I don't know the TV but if it is a digital TV then somewhere in the menu there must be an option to reset to factory default, or first time installation. Use this option and the TV will wipe its memory and start as a new unit.
I do this every time we arrive at a new site as it prevents the TV trying to duplicate digital services.
Gerry


----------



## loughrigg (Nov 10, 2008)

GerryD said:


> I don't know the TV but if it is a digital TV then somewhere in the menu there must be an option to reset to factory default, or first time installation. Use this option and the TV will wipe its memory and start as a new unit.
> I do this every time we arrive at a new site as it prevents the TV trying to duplicate digital services.
> Gerry


Hi Gerry

That was one of my thoughts last night. I can't find any menu on screen that has a "factory settings" option and there is no mention of it in the instruction manual. I've also checked for a pin-hole switch on the TV in case that was the way to set to defaults.

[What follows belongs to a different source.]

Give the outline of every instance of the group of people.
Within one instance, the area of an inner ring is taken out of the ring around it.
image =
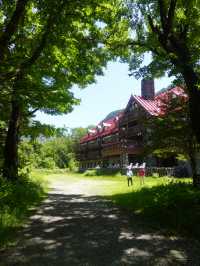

In fact, each time it is powered up a "Do you want to install" box pops up - selecting yes sends it into an auto set-up routine that scans for channels and finds nothing.

Unfortunately, it was an Ebay purchase and I'm still waiting for a response from the seller - who does seem to shift a fair number of these sets without apparent problems on feedback.

At least the DVD works!!!

Mike


----------



## greenasthegrass (Oct 27, 2007)

We got one a couple of weeks ago - sorry to say for you had no problems but my 15 year old got his mitts on it and if he can't make it work no one can - ours is cracking. Its supposed to have 300 games on it though and can only find 3 but not had the time to search around. 

Must admit instructions are rank!

I shall ask son when he gets home on how he makes it work. Its a lovely picture and we have fantastic reception at Conkers over the weekend but that might have been just a good area.

Regards

Greenie


----------



## GerryD (Sep 20, 2007)

Mike,
I have just checked the Ebay listing for the model, and strictly speaking the TV is not legal for sale in the UK. All IDTVs with a screen size of 12" and above must have a CI slot for Topup TV/ Setanta. This is not an option, it is written in an EU statutory instrument and has been enforced since 1st Jan 2008. It also does not comply with Digital Tick and is not registered.
There is a Matsui in Currys, 16" with DVD. Was £129 at Christmas, now £169.
Gerry


----------



## greenasthegrass (Oct 27, 2007)

oooh what does that mean Gerry? are we going to get shot at dawn? credit cards extracted? 

If they not allowed to be sold in UK how come I got one from a UK website?

I don't care, I don't care I like my TV so ner! :lol: :lol: 

Greenie


----------



## loughrigg (Nov 10, 2008)

greenasthegrass said:


> We got one a couple of weeks ago - sorry to say for you had no problems but my 15 year old got his mitts on it and if he can't make it work no one can - ours is cracking. Its supposed to have 300 games on it though and can only find 3 but not had the time to search around.
> 
> Must admit instructions are rank!
> 
> ...


Thanks Greenie. Ditto on the instructions - I particularly liked the way they revert to French half way down a page. Just adds to the challenge!!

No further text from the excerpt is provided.